Healthcare costs are a major concern for individuals, employers and governments at the local, state, and federal level. There are a wide variety of programs available that provide individuals, employers and governments various ways to directly control their healthcare costs, such as group health insurance, individual health insurance, healthcare savings accounts, and the like. These programs give individuals and organizations options to reduce, limit, or cap their costs through the purchase of insurance or saving for healthcare expenses in a tax advantaged manner. All of these programs focus on how healthcare expenses will be paid. But a majority of healthcare expenses could be avoided as they are associated with disease and morbidity that could be avoided.

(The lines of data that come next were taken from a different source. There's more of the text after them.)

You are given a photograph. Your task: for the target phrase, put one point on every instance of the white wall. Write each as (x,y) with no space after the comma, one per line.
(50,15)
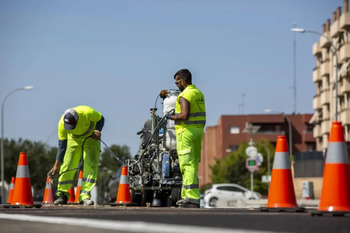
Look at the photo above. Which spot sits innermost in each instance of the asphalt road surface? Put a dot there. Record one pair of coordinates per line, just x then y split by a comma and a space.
81, 219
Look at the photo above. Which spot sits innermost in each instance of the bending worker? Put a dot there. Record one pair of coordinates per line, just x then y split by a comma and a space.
75, 126
189, 119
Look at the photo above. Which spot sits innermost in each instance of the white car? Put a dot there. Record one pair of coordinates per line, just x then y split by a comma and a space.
228, 195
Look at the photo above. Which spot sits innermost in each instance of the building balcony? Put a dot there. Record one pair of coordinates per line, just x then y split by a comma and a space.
325, 127
335, 30
308, 137
323, 41
344, 52
324, 68
344, 21
316, 103
324, 97
344, 86
316, 49
317, 131
316, 76
345, 116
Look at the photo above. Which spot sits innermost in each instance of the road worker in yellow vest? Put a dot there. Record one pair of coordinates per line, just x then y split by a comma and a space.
77, 126
189, 119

Health insurers and other payers are beginning to focus more on how healthcare costs can be avoided by offering programs ranging from disease management to wellness and prevention. They are also beginning to attach financial incentives and penalties to insureds taking specific actions to improve their health or to actually improving their health. For example, the Affordable Care Act (H.R. 3590) which passed in March of 2010, expands the ability of insurers to use incentives and penalties to incentivize desired behavior or desired health outcomes. All of these programs, however, are limited by several factors including: (1) They are limited in their timeframes, with most incentives and penalties associated with behaviors or outcomes in a 12 month plan year, (2) they are limited in size, with most incentives ranging from a few dollars to a few hundred dollars, (3) they are generally focused on process instead of outcomes, with the incentives being linked to members taking actions like completing Health Risk Assessments, joining a gym, or getting an annual physical, instead of being linked to actual improvements in the insured's health.
There are also a seemingly infinite variety of ways for individuals to take actions to improve their health on their own, ranging from routine health checkups and screenings to memberships in health clubs and fitness centers; from simply walking thirty minutes a day to elaborate, personalized diet and exercise regimes; from quitting smoking to eating healthier, more natural foods. But these approaches do not provide any direct or near term financial benefit for the individual. While these actions may well result in improved health, decreased morbidity, and lower healthcare expenses, the financial benefit is not immediate or even near term. Further, the apparent “rewards” for not following a good health regime seem to be great as evidenced by the epidemic of chronic (largely preventable) diseases stemming from these behaviors including obesity, arthritis, some types of cancer, type-2 diabetes, sleep apnea, and so forth. In addition, the financial benefit is often in the form of avoided healthcare expenses which are very indirect and provide less of an incentive. In short, these approaches do not provide any direct financial benefit to the individual for improving their health during specific periods based on particular measure of health outcomes.